@torch.compile(backend="eager", fullgraph=True)
def accum(k, new_k) -> torch.Tensor:
if k.shape[2] > 50:
k = k[:, :, 1:, :]
return torch.cat([k, new_k], axis=2)
k = torch.zeros((3, 3, 0, 3))
for i in range(1000):
x = torch.zeros((3, 3, 1, 3))
x[:] = i
k = accum(k, x)
This functional-style code will work (it determines that dimension 2 of k is changing).
but this
class Accum(torch.nn.Module):
def __init__(self):
super().__init__()
self.register_buffer("k", torch.zeros(3, 3, 0, 3), persistent=False)

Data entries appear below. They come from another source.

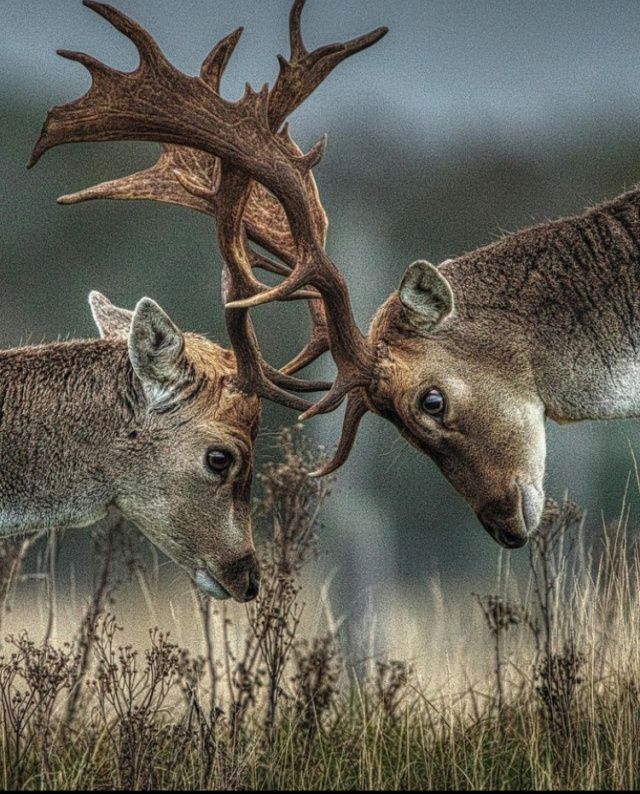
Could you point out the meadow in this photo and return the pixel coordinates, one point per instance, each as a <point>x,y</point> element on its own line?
<point>547,695</point>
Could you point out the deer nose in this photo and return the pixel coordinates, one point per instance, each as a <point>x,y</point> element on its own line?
<point>242,578</point>
<point>510,540</point>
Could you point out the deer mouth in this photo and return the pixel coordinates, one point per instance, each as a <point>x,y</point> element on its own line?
<point>211,586</point>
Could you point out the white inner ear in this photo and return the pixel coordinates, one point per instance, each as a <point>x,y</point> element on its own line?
<point>156,350</point>
<point>426,295</point>
<point>112,322</point>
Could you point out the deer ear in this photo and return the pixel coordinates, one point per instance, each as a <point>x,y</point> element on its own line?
<point>426,296</point>
<point>156,350</point>
<point>112,322</point>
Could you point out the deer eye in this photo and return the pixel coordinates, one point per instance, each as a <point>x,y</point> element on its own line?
<point>433,403</point>
<point>219,461</point>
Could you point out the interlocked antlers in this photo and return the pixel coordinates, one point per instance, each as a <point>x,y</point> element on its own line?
<point>232,161</point>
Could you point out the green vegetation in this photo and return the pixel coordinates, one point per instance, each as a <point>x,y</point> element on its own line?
<point>284,711</point>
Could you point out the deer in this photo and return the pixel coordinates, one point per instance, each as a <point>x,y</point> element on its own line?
<point>144,422</point>
<point>468,359</point>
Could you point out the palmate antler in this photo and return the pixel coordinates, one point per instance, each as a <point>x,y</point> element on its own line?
<point>213,150</point>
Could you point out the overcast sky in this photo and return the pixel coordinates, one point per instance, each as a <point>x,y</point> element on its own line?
<point>447,66</point>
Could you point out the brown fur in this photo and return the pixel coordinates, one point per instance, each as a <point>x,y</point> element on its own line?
<point>544,325</point>
<point>80,435</point>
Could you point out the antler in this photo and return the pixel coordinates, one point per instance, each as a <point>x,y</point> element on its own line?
<point>181,111</point>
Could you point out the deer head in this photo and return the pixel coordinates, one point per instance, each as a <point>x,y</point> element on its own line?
<point>237,163</point>
<point>183,468</point>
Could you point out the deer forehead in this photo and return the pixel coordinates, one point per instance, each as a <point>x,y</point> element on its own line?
<point>220,401</point>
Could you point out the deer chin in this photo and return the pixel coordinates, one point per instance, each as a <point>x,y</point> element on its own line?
<point>211,586</point>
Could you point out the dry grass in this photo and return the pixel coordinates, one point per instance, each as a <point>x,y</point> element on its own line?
<point>269,706</point>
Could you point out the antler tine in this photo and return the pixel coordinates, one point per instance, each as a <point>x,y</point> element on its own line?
<point>187,112</point>
<point>357,409</point>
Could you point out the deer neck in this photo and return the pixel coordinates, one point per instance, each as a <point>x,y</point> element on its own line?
<point>565,296</point>
<point>62,409</point>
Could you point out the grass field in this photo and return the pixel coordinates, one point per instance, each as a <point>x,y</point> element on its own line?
<point>270,702</point>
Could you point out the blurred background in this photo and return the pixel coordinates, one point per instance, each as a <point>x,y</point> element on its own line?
<point>468,120</point>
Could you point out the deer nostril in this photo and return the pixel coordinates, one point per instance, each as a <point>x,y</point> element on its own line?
<point>510,540</point>
<point>254,588</point>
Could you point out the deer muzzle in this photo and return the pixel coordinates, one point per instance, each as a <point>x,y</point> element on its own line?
<point>512,521</point>
<point>239,580</point>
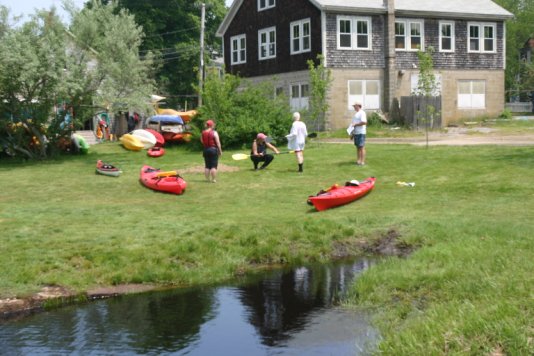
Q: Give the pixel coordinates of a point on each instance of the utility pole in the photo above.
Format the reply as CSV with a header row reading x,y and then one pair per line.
x,y
201,74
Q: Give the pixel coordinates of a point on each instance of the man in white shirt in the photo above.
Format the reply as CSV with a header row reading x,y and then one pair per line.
x,y
297,139
359,122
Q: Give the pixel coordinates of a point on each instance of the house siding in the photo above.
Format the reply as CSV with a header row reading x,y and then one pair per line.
x,y
248,20
345,58
460,58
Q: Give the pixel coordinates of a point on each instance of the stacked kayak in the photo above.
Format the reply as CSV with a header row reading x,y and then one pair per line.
x,y
147,139
163,181
340,195
160,141
107,169
131,142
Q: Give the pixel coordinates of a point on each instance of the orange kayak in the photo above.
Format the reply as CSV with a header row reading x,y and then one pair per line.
x,y
168,182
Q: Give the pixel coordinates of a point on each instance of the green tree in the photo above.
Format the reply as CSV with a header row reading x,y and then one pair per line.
x,y
172,30
243,109
320,80
518,31
426,86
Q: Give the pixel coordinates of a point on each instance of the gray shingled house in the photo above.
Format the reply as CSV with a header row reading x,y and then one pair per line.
x,y
371,48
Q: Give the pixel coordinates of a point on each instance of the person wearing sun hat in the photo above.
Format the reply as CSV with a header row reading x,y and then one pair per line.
x,y
297,139
212,151
359,122
259,151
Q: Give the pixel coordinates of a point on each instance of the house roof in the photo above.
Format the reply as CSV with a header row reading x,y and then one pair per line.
x,y
459,9
472,9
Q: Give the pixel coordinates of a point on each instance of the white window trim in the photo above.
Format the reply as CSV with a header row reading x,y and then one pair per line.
x,y
453,36
408,37
267,6
350,101
353,34
300,24
303,101
267,31
481,38
471,107
239,49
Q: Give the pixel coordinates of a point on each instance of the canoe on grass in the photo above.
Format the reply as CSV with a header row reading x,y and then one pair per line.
x,y
340,195
146,137
160,141
131,142
107,169
163,181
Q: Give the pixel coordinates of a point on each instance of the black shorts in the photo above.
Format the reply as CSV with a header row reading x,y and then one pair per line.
x,y
211,157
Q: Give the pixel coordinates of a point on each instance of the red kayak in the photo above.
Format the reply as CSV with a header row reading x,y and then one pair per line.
x,y
155,151
164,181
160,141
336,195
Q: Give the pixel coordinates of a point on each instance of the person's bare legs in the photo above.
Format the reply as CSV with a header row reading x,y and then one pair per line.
x,y
300,160
361,156
213,173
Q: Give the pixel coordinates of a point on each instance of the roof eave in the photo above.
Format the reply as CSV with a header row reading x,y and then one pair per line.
x,y
454,15
228,18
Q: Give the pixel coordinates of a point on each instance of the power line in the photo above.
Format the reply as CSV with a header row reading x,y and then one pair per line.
x,y
171,32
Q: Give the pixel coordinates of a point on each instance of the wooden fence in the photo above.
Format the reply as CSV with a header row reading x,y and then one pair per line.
x,y
415,113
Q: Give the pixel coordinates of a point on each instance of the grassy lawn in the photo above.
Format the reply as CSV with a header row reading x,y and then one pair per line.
x,y
467,289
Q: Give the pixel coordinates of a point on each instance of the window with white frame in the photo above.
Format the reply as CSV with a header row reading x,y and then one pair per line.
x,y
267,43
266,4
300,93
366,92
446,36
239,49
353,32
409,35
300,36
482,37
471,94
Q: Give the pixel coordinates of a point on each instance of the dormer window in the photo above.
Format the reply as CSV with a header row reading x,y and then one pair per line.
x,y
266,4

torch._dynamo.mark_dynamic(self.k, 2)
def forward(self, x):
self.k = accum(self.k, x)
return self.k
a = Accum()
a = torch.compile(a, backend="eager", fullgraph=True)
for i in range(1000):
x = torch.zeros((3, 3, 1, 3))
x[:] = i
k = a(x)
will recompile each time through the loop until failing from too many recompiles because its guarding / specializing for the size of k
tensor ‘L[‘self’]._buffers[‘k’]’ size mismatch at index 2. expected 0, actual 8
Is there a way I can make it behave like the functional style?